Hydrogen Bonding Cavity Motifs about Metal Ions

金属离子的氢键空腔基序

• 批准号: 6734740
• 负责人: Andrew S. Borovik
• 金额: $ 25.39万
• 依托单位: UNIVERSITY OF KANSAS LAWRENCE
• 依托单位国家: 美国
• 财政年份: 1994
• 资助国家: 美国
• 起止时间: 1994-04-01 至 2007-03-31
• 项目状态: 已结题
• 来源: https://reporter.nih.gov/project-details/6734740
• 关键词: X ray crystallography; active sites; binding sites; catalyst; chemical models; chemical reaction; chemical structure function; coulometry; free radical oxygen; hydrogen bond; infrared spectrometry; interferometry; intermolecular interaction; ions; ligands; metal complex; metalloproteins; nuclear magnetic resonance spectroscopy; protein structure; protein structure function

DESCRIPTION (provided by applicant): The aim of the research in this proposal is to construct microenvironments (secondary coordination spheres) about metal ions to direct their chemistry. A bio-inspired approach is utilized that incorporates principles of molecular architecture found in the active sites of metalloproteins. New modular multidentate ligands have been developed that create rigid organic frameworks around coordinatively unsaturated metal ions.

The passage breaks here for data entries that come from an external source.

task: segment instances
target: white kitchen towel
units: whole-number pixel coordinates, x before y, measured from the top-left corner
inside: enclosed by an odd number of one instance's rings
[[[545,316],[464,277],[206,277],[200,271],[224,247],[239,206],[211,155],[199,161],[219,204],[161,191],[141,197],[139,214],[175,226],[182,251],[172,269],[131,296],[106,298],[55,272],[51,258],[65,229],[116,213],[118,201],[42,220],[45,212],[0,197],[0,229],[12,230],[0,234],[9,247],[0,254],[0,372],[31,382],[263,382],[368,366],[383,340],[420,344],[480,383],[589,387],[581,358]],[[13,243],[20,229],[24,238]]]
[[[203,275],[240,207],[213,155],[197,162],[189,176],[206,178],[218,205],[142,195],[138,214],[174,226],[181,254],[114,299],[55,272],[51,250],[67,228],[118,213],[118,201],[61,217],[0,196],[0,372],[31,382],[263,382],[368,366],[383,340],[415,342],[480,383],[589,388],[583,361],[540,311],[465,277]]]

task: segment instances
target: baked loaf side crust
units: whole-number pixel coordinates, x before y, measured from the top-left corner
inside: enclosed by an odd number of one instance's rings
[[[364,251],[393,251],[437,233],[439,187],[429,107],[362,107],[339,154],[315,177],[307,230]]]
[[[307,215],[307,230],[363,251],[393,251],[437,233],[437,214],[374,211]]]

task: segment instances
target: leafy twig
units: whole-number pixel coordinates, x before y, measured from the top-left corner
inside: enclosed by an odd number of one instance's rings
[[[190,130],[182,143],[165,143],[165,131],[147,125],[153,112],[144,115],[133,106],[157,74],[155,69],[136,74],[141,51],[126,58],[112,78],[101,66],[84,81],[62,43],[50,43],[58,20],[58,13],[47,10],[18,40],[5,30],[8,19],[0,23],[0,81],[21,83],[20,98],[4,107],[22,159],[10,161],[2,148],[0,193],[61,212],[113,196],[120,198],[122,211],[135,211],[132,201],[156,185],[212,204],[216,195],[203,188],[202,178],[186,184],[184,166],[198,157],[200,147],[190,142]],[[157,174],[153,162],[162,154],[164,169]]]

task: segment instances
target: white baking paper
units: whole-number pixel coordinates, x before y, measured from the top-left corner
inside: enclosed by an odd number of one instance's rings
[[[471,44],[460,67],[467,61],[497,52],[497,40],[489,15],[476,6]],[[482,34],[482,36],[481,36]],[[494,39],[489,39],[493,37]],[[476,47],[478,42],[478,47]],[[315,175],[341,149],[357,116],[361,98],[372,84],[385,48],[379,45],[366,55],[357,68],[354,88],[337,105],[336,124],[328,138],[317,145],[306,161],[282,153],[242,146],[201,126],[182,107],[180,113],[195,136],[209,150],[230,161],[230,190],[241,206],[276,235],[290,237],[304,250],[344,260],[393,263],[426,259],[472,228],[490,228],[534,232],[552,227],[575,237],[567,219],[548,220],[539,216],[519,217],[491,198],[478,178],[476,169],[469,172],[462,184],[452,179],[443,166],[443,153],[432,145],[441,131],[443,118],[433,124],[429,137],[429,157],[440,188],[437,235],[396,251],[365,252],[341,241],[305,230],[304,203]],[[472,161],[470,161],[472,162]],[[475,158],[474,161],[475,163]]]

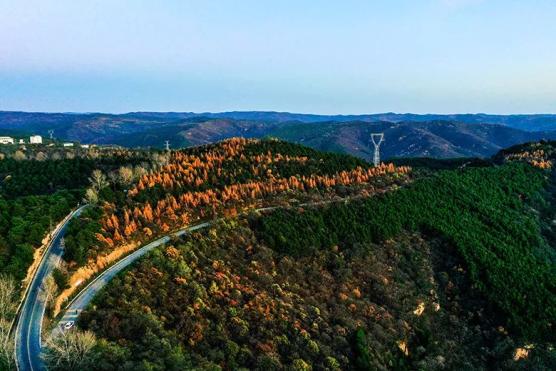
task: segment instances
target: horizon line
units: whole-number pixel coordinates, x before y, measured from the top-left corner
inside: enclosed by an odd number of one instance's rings
[[[224,110],[224,111],[153,111],[153,110],[139,110],[139,111],[25,111],[25,110],[11,110],[0,109],[0,113],[30,113],[30,114],[65,114],[65,115],[129,115],[129,114],[190,114],[190,115],[218,115],[218,114],[234,114],[234,113],[267,113],[267,114],[289,114],[289,115],[303,115],[303,116],[328,116],[328,117],[346,117],[346,116],[378,116],[378,115],[415,115],[415,116],[556,116],[555,113],[537,112],[537,113],[486,113],[486,112],[459,112],[459,113],[435,113],[435,112],[395,112],[384,111],[375,113],[310,113],[310,112],[293,112],[293,111],[275,111],[275,110]]]

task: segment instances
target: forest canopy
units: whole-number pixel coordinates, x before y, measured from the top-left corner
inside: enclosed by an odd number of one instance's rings
[[[440,171],[172,241],[82,315],[102,338],[91,367],[550,368],[547,175],[521,161]]]

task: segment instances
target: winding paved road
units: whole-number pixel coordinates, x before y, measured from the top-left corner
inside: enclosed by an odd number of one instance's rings
[[[389,190],[391,187],[388,187]],[[385,192],[383,190],[382,192]],[[299,206],[321,206],[335,202],[346,202],[348,200],[353,200],[358,197],[346,197],[340,200],[328,200],[328,201],[320,201],[320,202],[309,202],[303,203],[298,205]],[[265,212],[265,211],[272,211],[281,208],[281,206],[269,206],[269,207],[261,207],[258,209],[250,210],[250,211],[257,211],[257,212]],[[70,302],[70,304],[66,307],[64,314],[60,318],[60,321],[56,325],[56,327],[52,331],[53,336],[60,335],[64,329],[64,325],[67,322],[77,322],[79,315],[81,312],[89,305],[89,303],[93,300],[95,295],[102,290],[104,286],[106,286],[118,273],[128,267],[131,263],[139,259],[140,257],[144,256],[146,253],[151,251],[154,248],[157,248],[160,245],[163,245],[170,241],[172,236],[179,237],[183,236],[186,233],[194,232],[199,229],[203,229],[206,227],[211,226],[216,221],[221,220],[213,220],[204,223],[200,223],[191,227],[186,227],[183,229],[178,230],[177,232],[171,233],[164,237],[161,237],[153,242],[141,247],[140,249],[136,250],[135,252],[127,255],[126,257],[122,258],[122,260],[118,261],[110,268],[106,269],[100,275],[98,275],[93,281],[91,281],[77,296]]]
[[[305,203],[298,206],[317,206],[329,204],[339,201],[346,201],[352,197],[347,197],[343,200],[331,200],[316,203]],[[55,231],[55,236],[47,247],[44,257],[39,264],[39,268],[33,277],[31,286],[25,297],[24,304],[21,309],[21,315],[17,323],[15,345],[16,345],[16,364],[19,371],[42,371],[45,370],[44,363],[40,357],[41,354],[41,331],[42,320],[46,309],[46,303],[41,295],[42,284],[46,277],[52,272],[60,261],[63,253],[60,241],[64,236],[69,220],[81,214],[82,206],[70,214],[64,224]],[[263,207],[254,211],[264,212],[280,208],[279,206]],[[200,223],[191,227],[180,229],[174,233],[161,237],[151,243],[141,247],[133,253],[125,256],[117,263],[106,269],[94,280],[92,280],[67,306],[66,311],[61,317],[58,324],[52,331],[53,336],[57,336],[63,332],[63,326],[69,321],[74,321],[79,317],[79,314],[89,305],[95,295],[102,290],[118,273],[131,265],[134,261],[141,258],[149,251],[163,245],[171,240],[172,237],[179,237],[186,233],[190,233],[199,229],[203,229],[212,225],[215,221],[208,221]]]
[[[118,273],[122,270],[127,268],[131,263],[139,259],[140,257],[144,256],[149,251],[157,248],[160,245],[163,245],[170,241],[172,237],[179,237],[186,233],[194,232],[199,229],[206,228],[213,224],[213,221],[204,222],[201,224],[194,225],[192,227],[187,227],[180,229],[177,232],[174,232],[170,235],[161,237],[153,242],[141,247],[138,250],[135,250],[133,253],[127,255],[126,257],[122,258],[116,264],[112,265],[110,268],[106,269],[100,275],[98,275],[94,280],[92,280],[81,292],[70,302],[70,304],[66,307],[66,311],[58,325],[52,331],[53,336],[59,335],[63,331],[63,326],[69,321],[76,322],[79,314],[89,305],[89,303],[93,300],[95,295],[102,290],[104,286],[108,284]]]
[[[52,241],[47,246],[41,262],[27,290],[17,327],[15,330],[16,365],[19,371],[44,370],[41,354],[41,328],[46,302],[43,293],[43,282],[60,262],[63,253],[61,244],[68,222],[81,214],[86,207],[81,206],[68,215],[65,222],[54,231]]]

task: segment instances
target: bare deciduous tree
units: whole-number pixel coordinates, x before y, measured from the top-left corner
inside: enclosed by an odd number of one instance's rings
[[[109,179],[109,182],[112,183],[112,184],[119,183],[120,176],[118,174],[118,171],[114,170],[114,171],[109,172],[108,173],[108,179]]]
[[[118,176],[120,178],[120,183],[123,185],[129,185],[133,181],[133,169],[127,166],[122,166],[118,170]]]
[[[43,358],[52,370],[82,370],[95,344],[90,331],[66,331],[47,340]]]
[[[41,285],[41,290],[41,298],[45,301],[46,306],[48,307],[52,299],[56,297],[56,291],[58,290],[58,286],[56,285],[56,281],[54,281],[54,277],[52,277],[52,275],[46,277]]]
[[[25,156],[25,153],[23,153],[22,151],[15,151],[15,153],[13,154],[13,159],[16,161],[22,161],[22,160],[27,160],[27,156]]]
[[[13,278],[0,275],[0,369],[14,369],[14,344],[10,337],[10,326],[15,311],[16,283]]]
[[[134,173],[134,177],[135,179],[139,179],[141,178],[143,175],[148,174],[147,168],[150,165],[147,163],[141,163],[141,165],[137,165],[135,166],[135,168],[133,169],[133,173]]]
[[[89,148],[87,151],[87,157],[91,159],[97,159],[100,157],[100,152],[96,148]]]
[[[0,275],[0,318],[7,319],[14,314],[16,289],[13,278]]]
[[[50,155],[50,159],[51,160],[61,160],[62,155],[60,154],[60,152],[54,152],[53,154]]]
[[[14,342],[10,336],[11,321],[0,318],[0,370],[15,370]]]
[[[97,191],[108,186],[108,180],[106,179],[106,175],[102,173],[100,170],[94,170],[89,178],[91,185]]]
[[[94,188],[87,188],[85,191],[85,201],[90,204],[96,205],[98,202],[98,192]]]
[[[35,155],[35,160],[37,160],[37,161],[45,161],[45,160],[47,160],[47,159],[48,159],[48,156],[47,156],[46,153],[44,153],[44,152],[38,152],[38,153]]]
[[[152,159],[156,166],[161,168],[164,165],[168,165],[170,162],[170,155],[167,153],[154,153]]]

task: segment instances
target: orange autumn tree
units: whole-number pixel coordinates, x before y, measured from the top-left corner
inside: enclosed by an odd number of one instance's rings
[[[406,166],[372,167],[345,155],[325,158],[305,147],[274,143],[232,138],[172,152],[167,163],[131,186],[126,205],[105,205],[99,241],[150,237],[195,220],[271,206],[280,197],[334,196],[338,187],[369,194],[407,180],[411,172]]]

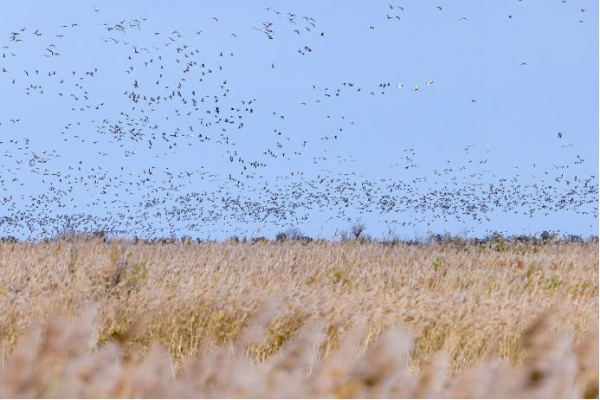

These ligands position hydrogen bond (H-bond) donating or accepting groups proximal to metal centers, forming specific microenvironments. We will investigate how H-bond frameworks regulate the structural and reactivity of metal complexes with terminal oxo ligands and bis(mu-oxo) motifs. A special aspect of this work is consideration of H-bonds in dioxygen and C-H bond activation by metal complexes. Long term goals of this research include developing structure-function relationships in metal-assisted oxidative catalysis. Metalloproteins perform chemical reactions that have yet to be achieved in synthetic systems. This chemical versatility follows at least in part from the ability of the proteins to regulate the reactivity of their metal centers by adjustments of their microenvironment. Thus the function and dysfunction of metalloproteins can be understood in the context of changes in their microenvironments. This type of analysis necessitates basic reactivity studies in which the effects of single components can be analyzed individually as described herein. The systems outlined in this proposal can control the molecular components that define the structure around the metal ion(s), thus permitting the development of complexes whose activity can be tailored to a particular function. The ability to fine-tune the molecular design of the external ligand-binding site is beneficial for constructing microenvironments about reactive species. This allows for the systematic study of structure function relationships that can lead to a fundamental understanding of chemical and biological processes.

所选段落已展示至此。